C’est lui qui avait ouvert le premier bureau européen de Raymond James en Europe en 1987, à l’origine pour mener une activité de courtage sur actions américaines. Profitant de son activité de recherche à destination des institutionnels français, la société de gestion a été créée en 1995. Raymond James Financial en détenait 57%, le reste des parts de RJAMI étant déjà aux mains du management. L’asset manager gère aujourd’hui un milliard d’euros, et si les parties prenantes restent discrètes sur le prix de vente, aucun financement autre que celui des managers n’a été nécessaire pour détenir 100% du capital.

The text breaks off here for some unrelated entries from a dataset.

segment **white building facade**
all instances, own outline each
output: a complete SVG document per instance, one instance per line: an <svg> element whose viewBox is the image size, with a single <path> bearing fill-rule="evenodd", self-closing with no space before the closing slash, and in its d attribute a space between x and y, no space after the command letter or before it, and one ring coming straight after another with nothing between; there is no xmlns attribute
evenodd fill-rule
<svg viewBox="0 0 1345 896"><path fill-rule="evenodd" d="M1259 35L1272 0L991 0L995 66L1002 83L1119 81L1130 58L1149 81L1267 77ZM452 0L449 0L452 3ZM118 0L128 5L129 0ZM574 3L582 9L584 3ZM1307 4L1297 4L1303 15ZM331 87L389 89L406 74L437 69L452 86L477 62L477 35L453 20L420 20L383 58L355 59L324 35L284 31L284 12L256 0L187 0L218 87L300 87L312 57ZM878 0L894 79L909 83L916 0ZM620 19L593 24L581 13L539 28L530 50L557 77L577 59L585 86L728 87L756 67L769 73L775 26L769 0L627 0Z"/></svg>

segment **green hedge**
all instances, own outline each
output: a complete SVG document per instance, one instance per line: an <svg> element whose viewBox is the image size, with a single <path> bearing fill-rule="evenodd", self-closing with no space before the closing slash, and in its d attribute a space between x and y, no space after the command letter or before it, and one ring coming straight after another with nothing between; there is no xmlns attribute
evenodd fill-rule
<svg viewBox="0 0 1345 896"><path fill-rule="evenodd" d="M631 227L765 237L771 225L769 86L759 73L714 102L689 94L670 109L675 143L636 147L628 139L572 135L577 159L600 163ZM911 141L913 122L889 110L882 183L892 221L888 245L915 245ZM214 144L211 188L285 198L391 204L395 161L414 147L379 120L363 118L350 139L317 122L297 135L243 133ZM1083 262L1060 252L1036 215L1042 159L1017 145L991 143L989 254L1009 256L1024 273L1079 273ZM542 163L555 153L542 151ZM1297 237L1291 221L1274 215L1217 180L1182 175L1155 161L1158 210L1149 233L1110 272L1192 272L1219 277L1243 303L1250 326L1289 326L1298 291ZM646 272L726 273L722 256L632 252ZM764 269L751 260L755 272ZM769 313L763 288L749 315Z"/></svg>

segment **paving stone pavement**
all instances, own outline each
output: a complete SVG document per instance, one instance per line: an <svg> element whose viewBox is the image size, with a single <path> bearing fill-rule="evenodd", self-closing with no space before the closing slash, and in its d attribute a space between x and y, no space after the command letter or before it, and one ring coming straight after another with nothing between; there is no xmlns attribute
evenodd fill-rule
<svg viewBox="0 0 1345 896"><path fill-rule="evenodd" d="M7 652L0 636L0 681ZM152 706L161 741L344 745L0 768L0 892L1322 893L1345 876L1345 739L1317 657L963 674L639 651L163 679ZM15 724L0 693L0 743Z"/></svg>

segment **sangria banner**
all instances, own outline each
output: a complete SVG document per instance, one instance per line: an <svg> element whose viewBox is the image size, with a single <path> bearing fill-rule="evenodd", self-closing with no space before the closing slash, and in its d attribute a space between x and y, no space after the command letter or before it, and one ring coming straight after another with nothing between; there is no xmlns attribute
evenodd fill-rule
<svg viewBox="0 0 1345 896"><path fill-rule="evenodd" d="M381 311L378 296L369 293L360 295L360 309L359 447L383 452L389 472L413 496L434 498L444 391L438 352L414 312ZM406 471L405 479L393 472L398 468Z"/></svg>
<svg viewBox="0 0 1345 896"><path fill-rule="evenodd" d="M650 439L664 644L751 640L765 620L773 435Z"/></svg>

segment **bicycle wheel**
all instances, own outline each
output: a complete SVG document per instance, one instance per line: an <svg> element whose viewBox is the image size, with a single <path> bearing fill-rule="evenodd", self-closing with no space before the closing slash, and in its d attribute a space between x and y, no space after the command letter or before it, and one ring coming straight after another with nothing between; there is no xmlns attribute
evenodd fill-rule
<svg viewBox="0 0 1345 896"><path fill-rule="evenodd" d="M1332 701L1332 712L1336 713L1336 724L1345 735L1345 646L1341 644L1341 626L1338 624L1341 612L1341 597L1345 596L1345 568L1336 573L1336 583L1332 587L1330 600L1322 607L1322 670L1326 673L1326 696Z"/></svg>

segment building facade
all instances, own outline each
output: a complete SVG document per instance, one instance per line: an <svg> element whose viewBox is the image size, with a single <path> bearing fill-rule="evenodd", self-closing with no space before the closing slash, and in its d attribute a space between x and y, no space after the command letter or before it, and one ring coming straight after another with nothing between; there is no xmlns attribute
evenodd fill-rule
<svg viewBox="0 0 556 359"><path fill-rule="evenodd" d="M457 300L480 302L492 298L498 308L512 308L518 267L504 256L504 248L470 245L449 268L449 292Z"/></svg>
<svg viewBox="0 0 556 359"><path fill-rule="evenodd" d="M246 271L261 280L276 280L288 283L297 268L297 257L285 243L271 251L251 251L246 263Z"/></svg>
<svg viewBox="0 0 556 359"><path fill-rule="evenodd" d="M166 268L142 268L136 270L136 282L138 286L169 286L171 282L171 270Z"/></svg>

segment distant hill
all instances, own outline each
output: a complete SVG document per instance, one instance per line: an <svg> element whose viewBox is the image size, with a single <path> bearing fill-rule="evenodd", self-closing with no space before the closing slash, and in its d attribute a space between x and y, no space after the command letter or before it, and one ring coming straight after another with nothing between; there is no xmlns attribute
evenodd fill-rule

La capitalisation boursière de Raymond James Financial tourne actuellement aux alentours de 14 milliards de dollars. La société dispose de 240 milliards d’actifs sous gestion en fonds ouverts et 900 milliards de dépôts. La gestion française restait donc une activité subsidiaire et, qui plus est, assez difficile à catégoriser.
«Pour Raymond James Financial, l’asset management n’est que de la gestion de fonds. Or, RJAMI est présent à la fois sur les métiers de la gestion de fonds (pour environ 50%), mais aussi sur les mandats (35%) et la gestion d’épargne retraite (15%). Il était donc assez difficile, pour le groupe, de nous classifier», explique Emmanuel Laussinotte. Les deux entités se séparent cependant en bons terme, Gay-Lussac restant gestionnaire de la Sicav à compartiment de Raymond James au Luxembourg. La société, spécialisée dans les petites et moyennes valeurs à faible volatilité, continuera de s’appuyer sur la recherche de Raymond James.
Rentable, le gestionnaire va maintenant pouvoir mener de manière autonome sa politique de développement. Il vise un doublement de ses actifs d’ici trois ans. Comme beaucoup de gestionnaires indépendants, il cherche à accroître son positionnement auprès des conseillers en gestion de patrimoine (CGP) et des banques privées.